On call: Anticoagulation following hip replacement

On call

Anticoagulation following hip replacement

Q. I had a hip replacement operation eight years ago and I've had a wonderful result. Now I'm ready to have my other hip done. Last time, I had blood-thinning shots in the hospital, but this time my orthopedist also wants me to take a pill at home for a month. Is it really necessary?

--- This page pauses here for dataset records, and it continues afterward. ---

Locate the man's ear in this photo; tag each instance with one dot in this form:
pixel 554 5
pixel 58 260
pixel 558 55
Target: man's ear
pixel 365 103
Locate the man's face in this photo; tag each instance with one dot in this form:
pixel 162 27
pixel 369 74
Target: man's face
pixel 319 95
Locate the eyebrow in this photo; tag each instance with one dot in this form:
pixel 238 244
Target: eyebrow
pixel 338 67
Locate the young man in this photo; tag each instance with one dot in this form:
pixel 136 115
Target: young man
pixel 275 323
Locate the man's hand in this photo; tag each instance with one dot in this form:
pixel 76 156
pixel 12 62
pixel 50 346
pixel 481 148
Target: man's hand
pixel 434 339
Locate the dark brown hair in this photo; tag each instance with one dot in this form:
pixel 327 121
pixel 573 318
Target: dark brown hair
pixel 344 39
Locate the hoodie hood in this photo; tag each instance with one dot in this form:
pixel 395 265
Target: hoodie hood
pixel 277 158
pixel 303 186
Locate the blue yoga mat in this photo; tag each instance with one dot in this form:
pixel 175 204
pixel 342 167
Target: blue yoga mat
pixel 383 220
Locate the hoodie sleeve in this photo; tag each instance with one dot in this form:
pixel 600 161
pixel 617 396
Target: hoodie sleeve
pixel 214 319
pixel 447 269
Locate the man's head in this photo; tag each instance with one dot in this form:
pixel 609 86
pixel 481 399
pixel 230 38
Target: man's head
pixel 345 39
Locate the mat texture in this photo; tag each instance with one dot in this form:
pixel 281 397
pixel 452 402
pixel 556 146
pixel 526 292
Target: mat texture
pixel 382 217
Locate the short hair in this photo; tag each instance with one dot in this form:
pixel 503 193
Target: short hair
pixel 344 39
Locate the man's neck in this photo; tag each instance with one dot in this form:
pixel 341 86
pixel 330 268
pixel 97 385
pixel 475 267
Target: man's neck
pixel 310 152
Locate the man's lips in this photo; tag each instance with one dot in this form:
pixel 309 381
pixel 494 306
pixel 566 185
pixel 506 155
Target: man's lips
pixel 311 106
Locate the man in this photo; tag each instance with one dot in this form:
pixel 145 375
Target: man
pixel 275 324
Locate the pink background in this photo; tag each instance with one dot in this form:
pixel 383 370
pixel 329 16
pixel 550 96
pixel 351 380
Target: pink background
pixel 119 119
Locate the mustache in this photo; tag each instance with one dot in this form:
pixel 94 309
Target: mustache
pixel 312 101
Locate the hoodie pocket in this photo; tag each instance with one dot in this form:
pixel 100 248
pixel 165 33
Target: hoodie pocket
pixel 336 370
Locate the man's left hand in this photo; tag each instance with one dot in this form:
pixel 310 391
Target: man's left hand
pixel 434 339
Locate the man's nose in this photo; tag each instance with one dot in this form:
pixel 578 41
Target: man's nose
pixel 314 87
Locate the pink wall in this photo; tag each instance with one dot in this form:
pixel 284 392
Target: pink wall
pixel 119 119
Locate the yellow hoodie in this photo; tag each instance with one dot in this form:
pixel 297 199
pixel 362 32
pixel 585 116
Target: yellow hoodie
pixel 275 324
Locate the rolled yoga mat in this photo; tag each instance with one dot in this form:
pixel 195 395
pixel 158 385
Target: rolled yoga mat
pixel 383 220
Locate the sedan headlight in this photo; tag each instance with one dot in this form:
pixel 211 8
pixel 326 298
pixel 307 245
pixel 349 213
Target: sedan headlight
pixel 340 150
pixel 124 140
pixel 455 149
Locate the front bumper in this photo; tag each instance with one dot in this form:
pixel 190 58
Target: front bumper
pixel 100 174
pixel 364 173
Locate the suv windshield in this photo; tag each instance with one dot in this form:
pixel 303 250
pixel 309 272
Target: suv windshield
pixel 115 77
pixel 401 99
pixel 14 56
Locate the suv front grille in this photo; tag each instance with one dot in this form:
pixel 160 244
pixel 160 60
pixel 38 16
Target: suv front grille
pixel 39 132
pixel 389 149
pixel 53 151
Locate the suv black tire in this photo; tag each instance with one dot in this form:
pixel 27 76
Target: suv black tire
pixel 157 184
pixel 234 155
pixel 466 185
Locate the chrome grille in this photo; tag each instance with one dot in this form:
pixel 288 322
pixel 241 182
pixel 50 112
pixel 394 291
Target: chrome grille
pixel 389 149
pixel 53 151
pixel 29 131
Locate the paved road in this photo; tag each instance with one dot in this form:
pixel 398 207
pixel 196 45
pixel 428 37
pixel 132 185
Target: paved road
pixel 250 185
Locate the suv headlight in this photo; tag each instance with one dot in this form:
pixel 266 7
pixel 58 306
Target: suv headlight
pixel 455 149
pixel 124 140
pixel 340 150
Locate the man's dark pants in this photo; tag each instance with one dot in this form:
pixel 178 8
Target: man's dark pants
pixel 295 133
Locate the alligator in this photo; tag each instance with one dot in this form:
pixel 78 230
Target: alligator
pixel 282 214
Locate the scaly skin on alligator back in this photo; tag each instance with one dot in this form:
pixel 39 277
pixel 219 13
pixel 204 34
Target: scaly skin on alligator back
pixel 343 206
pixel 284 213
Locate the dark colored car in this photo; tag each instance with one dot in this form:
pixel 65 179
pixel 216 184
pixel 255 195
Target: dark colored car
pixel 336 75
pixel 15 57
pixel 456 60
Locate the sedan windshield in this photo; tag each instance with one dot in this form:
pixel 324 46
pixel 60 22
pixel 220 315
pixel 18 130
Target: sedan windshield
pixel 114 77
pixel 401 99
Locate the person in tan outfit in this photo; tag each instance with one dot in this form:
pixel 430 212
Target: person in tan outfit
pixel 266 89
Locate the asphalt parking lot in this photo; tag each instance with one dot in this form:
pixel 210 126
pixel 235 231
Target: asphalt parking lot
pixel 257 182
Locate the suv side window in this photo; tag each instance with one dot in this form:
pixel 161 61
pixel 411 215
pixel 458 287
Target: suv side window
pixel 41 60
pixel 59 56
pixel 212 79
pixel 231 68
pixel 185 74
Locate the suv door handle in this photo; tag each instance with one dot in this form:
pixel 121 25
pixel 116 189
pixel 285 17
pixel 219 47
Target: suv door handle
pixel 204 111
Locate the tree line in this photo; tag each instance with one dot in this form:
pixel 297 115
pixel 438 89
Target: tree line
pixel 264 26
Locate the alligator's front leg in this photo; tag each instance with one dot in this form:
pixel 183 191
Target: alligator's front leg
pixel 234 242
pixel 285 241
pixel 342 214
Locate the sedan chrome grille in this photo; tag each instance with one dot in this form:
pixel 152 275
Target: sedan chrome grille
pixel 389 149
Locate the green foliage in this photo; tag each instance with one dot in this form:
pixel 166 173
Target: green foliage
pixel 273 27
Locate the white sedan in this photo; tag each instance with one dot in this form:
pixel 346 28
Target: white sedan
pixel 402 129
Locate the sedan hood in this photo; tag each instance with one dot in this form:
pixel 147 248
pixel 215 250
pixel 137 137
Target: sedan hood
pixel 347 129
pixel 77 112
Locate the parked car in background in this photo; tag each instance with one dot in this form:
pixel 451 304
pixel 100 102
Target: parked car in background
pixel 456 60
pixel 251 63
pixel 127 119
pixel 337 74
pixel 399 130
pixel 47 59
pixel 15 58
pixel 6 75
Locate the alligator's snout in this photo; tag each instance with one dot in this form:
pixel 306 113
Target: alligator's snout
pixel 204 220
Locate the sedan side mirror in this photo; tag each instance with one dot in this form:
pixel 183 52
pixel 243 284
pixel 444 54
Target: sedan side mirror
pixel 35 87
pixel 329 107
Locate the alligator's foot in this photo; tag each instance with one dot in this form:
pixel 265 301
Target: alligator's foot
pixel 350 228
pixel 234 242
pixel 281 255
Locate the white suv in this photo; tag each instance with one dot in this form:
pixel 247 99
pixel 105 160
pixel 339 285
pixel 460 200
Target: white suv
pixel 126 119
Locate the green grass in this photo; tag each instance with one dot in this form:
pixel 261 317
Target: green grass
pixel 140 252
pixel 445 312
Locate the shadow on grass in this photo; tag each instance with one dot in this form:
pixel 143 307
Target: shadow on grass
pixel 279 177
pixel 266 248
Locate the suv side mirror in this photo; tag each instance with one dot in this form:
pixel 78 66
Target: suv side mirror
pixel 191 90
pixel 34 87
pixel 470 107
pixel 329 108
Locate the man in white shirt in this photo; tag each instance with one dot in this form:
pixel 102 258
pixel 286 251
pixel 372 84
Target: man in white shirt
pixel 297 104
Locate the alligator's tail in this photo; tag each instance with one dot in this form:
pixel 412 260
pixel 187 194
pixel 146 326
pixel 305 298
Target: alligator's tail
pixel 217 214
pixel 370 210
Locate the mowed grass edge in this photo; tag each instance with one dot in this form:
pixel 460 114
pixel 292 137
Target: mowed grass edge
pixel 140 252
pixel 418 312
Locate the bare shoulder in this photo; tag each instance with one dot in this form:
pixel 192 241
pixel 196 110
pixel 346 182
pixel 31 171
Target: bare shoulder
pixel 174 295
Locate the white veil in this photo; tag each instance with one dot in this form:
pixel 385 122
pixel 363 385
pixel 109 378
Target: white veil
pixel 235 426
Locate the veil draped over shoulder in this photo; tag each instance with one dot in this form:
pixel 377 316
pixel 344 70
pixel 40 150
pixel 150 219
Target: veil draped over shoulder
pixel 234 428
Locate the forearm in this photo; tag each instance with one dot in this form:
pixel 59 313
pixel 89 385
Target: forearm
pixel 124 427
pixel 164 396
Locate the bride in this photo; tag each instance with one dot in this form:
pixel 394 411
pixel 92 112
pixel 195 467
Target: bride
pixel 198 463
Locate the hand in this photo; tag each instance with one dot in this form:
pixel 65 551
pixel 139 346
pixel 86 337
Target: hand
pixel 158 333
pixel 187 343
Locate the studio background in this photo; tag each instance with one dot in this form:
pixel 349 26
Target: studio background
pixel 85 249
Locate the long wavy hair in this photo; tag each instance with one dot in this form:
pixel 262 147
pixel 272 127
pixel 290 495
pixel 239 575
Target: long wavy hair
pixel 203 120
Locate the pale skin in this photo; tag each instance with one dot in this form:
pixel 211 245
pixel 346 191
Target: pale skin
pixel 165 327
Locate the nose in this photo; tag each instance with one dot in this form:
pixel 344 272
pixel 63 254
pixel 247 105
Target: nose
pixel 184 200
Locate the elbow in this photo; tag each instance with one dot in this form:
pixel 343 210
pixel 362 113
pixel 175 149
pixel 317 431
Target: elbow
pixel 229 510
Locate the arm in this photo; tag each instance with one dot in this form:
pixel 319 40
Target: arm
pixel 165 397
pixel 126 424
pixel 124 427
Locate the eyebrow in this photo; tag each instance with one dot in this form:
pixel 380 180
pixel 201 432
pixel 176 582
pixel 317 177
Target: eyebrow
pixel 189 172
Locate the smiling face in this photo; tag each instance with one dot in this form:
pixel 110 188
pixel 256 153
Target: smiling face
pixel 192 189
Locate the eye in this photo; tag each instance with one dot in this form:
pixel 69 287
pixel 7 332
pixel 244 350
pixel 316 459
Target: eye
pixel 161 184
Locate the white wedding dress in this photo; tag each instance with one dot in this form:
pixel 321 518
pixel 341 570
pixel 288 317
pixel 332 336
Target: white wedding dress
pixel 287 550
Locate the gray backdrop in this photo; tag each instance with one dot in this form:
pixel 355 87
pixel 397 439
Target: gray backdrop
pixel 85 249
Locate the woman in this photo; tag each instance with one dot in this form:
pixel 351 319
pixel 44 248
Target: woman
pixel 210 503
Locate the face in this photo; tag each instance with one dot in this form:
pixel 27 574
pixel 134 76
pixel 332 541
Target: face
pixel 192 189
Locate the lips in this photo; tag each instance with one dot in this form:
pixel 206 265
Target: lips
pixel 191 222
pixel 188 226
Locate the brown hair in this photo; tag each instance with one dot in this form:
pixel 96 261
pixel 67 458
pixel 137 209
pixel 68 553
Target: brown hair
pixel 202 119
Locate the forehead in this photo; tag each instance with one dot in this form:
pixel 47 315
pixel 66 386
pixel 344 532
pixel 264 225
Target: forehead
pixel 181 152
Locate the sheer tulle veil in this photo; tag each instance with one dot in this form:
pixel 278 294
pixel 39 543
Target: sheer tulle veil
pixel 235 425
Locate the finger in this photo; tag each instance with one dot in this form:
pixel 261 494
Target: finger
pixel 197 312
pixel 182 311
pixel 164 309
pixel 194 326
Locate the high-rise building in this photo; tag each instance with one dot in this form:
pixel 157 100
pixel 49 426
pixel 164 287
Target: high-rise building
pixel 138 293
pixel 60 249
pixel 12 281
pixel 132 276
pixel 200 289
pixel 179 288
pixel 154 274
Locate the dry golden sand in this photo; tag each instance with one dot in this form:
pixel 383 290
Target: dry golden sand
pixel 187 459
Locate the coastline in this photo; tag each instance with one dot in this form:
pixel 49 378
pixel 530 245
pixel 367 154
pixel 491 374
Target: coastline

A. You do need anticoagulants ("blood thinners") to prevent deep venous thrombosis (DVT) blood clots in the veins of your legs. Bed rest itself can lead to DVT, which is why many medical patients are given preventive treatment while they are hospitalized. But surgical patients who have hip or knee replacement are at even higher risk, since the operation puts pressure on the veins that adds to the reduction in blood flow caused by immobility. DVT is a serious complication. And it's even more dangerous if a blood clot breaks off from a leg vein and travels to the lung (pulmonary embolism). As a result, most orthopedists prescribe injections of one of the low-molecular-weight heparins in the early postoperative period, then switch to treatment with warfarin (Coumadin) tablets. Doctors don't yet know exactly how long to continue anticoagulation once their patients are up and around at home; most recommend at least two weeks of Coumadin, but a useful study suggests that a month is even better.

Anticoagulants do pose a risk of bleeding, but with proper precautions, the risk is low. On balance, your doctor's recommendation is very reasonable — and you should be glad that he's changing his practice to stay in tune with evolving research.